Mit einer Handbewegung erteilt er sodann dem Gerichtssekretär das Wort, der in sehr gedrängter Form die bisher bekannten Anklagen verliest: Damscène R. soll im April 1994, mit einem Gewehr bewaffnet, viele Tutsi erschossen haben. Die Tutsi waren in die Kirche von Nyumba geflüchtet, wo sie sicher zu sein glaubten. Zusammen mit anderen Tätern ist Damscène R. zur Kirche gefahren und hat das Feuer auf die Flüchtlinge eröffnet. Anasthase N. hat ein junges Mädchen geschlagen und gezwungen, ihm das Versteck seiner Familie zu zeigen. Danach hat er das Mädchen getötet. Emmanuel B. ist angeklagt, mehrere Tutsi ermordet zu haben, unter ihnen zwei Kinder, deren Leichen er in eine Latrine warf.

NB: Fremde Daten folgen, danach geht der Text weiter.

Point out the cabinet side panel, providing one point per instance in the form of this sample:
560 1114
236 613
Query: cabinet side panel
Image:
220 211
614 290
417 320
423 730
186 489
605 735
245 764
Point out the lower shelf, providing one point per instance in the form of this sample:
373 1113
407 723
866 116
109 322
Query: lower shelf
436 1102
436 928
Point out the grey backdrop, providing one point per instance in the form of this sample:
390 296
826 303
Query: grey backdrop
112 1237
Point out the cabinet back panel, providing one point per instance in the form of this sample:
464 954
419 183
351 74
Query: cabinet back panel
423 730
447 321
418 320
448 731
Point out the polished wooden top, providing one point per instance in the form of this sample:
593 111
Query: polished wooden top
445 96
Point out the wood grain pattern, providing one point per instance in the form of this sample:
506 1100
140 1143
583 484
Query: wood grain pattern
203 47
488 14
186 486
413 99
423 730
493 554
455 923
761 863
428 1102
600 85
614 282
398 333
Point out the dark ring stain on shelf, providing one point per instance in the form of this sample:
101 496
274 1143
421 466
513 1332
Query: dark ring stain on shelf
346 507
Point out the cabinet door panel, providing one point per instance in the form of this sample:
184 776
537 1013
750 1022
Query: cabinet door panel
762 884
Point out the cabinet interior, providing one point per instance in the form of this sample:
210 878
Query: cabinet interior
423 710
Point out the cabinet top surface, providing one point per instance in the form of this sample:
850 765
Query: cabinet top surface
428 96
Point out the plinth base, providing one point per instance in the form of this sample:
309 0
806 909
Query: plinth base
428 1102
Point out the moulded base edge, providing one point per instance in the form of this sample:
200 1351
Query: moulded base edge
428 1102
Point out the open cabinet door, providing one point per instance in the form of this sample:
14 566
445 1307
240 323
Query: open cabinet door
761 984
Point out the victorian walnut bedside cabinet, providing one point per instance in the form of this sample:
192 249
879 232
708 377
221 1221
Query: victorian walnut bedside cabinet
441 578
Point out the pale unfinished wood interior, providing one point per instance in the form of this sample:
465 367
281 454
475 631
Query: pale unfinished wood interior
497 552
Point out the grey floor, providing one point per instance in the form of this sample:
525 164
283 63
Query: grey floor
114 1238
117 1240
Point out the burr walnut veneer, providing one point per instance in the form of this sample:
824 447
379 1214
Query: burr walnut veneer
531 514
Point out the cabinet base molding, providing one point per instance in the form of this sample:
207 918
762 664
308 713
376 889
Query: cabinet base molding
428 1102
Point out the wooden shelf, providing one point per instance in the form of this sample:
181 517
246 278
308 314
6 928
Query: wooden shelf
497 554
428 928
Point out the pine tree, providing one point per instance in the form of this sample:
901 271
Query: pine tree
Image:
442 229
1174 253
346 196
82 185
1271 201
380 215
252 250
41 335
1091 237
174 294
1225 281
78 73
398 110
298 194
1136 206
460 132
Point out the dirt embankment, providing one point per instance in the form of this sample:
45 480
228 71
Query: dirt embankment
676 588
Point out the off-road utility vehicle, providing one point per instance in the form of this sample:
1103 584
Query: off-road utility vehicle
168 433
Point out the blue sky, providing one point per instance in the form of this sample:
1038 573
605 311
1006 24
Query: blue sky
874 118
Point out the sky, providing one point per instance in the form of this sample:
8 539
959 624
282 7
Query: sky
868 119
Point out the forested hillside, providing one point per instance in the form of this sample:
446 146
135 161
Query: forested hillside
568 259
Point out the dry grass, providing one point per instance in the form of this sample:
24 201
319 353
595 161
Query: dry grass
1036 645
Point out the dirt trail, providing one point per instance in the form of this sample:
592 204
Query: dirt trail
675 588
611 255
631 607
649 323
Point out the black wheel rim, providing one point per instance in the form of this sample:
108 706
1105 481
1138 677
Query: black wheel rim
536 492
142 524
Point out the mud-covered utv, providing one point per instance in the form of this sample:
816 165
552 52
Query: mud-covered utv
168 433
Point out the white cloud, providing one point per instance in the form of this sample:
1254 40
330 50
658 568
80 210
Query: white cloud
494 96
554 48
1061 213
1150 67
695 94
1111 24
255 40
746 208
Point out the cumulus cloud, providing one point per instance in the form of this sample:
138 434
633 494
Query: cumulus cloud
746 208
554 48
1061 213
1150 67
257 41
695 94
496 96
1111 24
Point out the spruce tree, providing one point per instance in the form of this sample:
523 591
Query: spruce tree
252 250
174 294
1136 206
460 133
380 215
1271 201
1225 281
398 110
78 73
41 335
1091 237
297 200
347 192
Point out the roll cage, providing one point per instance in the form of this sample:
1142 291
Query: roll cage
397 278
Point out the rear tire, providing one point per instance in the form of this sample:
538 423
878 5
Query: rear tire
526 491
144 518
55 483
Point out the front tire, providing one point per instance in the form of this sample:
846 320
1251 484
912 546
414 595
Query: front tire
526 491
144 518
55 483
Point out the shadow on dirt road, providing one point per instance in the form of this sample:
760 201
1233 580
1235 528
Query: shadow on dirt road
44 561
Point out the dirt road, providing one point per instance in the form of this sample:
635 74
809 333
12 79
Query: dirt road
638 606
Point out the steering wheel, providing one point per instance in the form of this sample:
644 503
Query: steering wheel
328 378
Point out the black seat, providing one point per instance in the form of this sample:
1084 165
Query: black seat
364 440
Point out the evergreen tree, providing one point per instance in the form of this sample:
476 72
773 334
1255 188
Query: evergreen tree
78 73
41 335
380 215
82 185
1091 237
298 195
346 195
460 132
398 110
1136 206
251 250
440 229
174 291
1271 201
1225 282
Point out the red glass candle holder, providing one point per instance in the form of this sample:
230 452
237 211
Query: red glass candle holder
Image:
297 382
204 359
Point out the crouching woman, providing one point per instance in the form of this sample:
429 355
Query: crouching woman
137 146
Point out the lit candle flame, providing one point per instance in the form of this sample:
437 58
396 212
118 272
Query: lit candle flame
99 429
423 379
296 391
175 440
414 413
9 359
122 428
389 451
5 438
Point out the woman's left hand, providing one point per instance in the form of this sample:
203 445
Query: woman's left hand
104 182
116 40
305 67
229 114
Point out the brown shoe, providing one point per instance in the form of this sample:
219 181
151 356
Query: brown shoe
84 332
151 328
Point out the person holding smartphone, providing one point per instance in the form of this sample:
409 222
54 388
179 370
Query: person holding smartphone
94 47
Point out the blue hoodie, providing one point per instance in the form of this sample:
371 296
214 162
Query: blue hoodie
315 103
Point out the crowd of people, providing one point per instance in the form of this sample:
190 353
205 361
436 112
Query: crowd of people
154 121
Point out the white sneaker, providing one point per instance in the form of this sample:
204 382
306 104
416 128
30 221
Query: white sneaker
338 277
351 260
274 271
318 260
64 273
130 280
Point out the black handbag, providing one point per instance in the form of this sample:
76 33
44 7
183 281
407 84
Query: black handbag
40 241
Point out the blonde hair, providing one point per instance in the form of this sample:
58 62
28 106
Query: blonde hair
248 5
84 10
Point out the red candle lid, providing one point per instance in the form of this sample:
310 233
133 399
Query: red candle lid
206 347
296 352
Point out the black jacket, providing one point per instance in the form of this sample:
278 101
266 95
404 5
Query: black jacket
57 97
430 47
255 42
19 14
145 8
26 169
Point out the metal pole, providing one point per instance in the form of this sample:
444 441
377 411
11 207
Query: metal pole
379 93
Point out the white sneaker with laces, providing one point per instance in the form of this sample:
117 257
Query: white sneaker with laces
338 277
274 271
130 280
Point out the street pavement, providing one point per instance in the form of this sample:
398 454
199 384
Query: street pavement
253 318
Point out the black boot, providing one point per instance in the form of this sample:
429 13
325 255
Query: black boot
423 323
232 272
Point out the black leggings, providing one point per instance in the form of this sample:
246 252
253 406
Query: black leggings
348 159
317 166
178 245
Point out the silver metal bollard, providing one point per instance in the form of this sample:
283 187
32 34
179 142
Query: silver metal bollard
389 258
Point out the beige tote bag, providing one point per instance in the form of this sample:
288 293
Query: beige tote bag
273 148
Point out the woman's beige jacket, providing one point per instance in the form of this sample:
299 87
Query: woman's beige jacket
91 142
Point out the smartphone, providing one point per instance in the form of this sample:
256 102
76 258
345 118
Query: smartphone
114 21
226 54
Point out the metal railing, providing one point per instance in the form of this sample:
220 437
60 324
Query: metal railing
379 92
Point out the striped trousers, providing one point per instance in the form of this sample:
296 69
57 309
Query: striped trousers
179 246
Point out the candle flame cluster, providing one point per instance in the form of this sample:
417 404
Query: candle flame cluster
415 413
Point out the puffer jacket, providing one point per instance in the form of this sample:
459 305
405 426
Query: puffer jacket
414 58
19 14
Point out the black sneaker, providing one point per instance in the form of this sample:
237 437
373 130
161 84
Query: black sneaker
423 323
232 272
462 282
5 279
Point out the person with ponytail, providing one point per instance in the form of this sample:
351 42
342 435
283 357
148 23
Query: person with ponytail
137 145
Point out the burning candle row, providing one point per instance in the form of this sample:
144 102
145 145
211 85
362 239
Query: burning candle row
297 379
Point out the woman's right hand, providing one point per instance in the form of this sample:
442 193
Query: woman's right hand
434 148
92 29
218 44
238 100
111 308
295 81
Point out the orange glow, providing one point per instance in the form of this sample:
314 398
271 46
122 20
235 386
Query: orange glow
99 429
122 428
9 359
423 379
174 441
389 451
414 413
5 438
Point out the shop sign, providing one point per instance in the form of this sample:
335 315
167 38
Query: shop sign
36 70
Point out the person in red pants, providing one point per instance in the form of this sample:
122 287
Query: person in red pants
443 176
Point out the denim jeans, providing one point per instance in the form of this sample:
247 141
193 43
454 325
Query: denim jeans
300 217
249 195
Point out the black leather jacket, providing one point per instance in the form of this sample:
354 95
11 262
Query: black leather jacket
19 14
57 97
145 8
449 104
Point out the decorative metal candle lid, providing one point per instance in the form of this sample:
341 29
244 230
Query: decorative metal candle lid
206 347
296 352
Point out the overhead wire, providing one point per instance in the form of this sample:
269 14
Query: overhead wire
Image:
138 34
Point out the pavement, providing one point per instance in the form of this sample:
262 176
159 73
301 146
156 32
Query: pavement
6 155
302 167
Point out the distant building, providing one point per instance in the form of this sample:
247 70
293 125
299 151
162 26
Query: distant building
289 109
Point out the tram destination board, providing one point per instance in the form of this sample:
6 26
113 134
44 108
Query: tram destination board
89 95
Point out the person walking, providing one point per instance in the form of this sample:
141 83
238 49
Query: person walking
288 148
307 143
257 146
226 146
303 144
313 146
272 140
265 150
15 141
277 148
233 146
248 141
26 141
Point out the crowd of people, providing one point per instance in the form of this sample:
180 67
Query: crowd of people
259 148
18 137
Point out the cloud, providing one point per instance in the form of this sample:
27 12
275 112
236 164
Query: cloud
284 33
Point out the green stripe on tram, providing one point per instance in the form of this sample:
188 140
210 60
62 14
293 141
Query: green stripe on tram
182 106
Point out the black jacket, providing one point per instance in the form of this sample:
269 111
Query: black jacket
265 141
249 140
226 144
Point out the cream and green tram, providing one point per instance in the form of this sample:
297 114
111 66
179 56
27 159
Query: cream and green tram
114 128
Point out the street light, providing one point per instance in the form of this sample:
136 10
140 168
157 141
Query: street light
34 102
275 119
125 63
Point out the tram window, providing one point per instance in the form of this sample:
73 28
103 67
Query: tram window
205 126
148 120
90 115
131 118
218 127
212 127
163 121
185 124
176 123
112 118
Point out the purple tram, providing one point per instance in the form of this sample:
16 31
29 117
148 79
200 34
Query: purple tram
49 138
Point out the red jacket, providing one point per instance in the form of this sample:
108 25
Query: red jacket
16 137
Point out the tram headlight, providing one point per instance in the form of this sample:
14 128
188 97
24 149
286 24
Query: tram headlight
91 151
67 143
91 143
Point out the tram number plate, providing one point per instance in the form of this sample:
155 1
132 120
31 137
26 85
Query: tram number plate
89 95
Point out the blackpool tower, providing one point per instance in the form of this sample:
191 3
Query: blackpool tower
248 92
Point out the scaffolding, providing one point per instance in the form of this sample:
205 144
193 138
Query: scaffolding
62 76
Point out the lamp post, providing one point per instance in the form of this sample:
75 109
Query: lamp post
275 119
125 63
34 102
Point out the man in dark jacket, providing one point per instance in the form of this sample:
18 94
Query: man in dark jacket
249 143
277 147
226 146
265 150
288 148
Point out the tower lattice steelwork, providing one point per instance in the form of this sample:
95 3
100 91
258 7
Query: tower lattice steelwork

Alle Anklagen werden bestätigt. Eine Frau erhebt sich – sie ist, da aus Gishamvu und am Leben, aller Wahrscheinlichkeit nach Hutu – und erzählt, wie sie Damascène N. vor der Kirche gesehen hat. Sie könne sich noch genau erinnern, wie er eine Frau erschossen habe, denn die Kugel sei haarscharf an ihrem eigenen Kopf vorbeigeflogen. Wieder eine andere Zeugin, auch sie Hutu, berichtet, dass das junge Mädchen, das Anasthase N. umgebracht habe, von diesem vor dessen Tod so geschlagen worden sei, dass es vier Zähne verloren habe. Anasthase N. sei in einer Gruppe gewesen, die Jagd auf Tutsi gemacht habe. Das bekräftigt auch eine andere Zeugin, die ihn mehrfach bei Mordaktionen gesehen haben will. Zum Beweis zeigt sie ihr stark vernarbtes rechtes Knie. »Hier hat er mich mit einer Machete verletzt. Außerdem hat er mir noch mein Geld gestohlen.« Dann melden sich noch Zeugen, die beobachtet haben, wie der dritte Angeklagte, Emmanuel B., mit den Kindern verschwunden sei. Auch er sei nicht allein gewesen. Zwei andere Männer, Jean-Pierre M. und Claude K., hätten ihn begleitet, und sie, die Zeugen, wüssten auch, dass die drei zusammen noch mehr Morde begangen hätten, an Kindern und an Erwachsenen.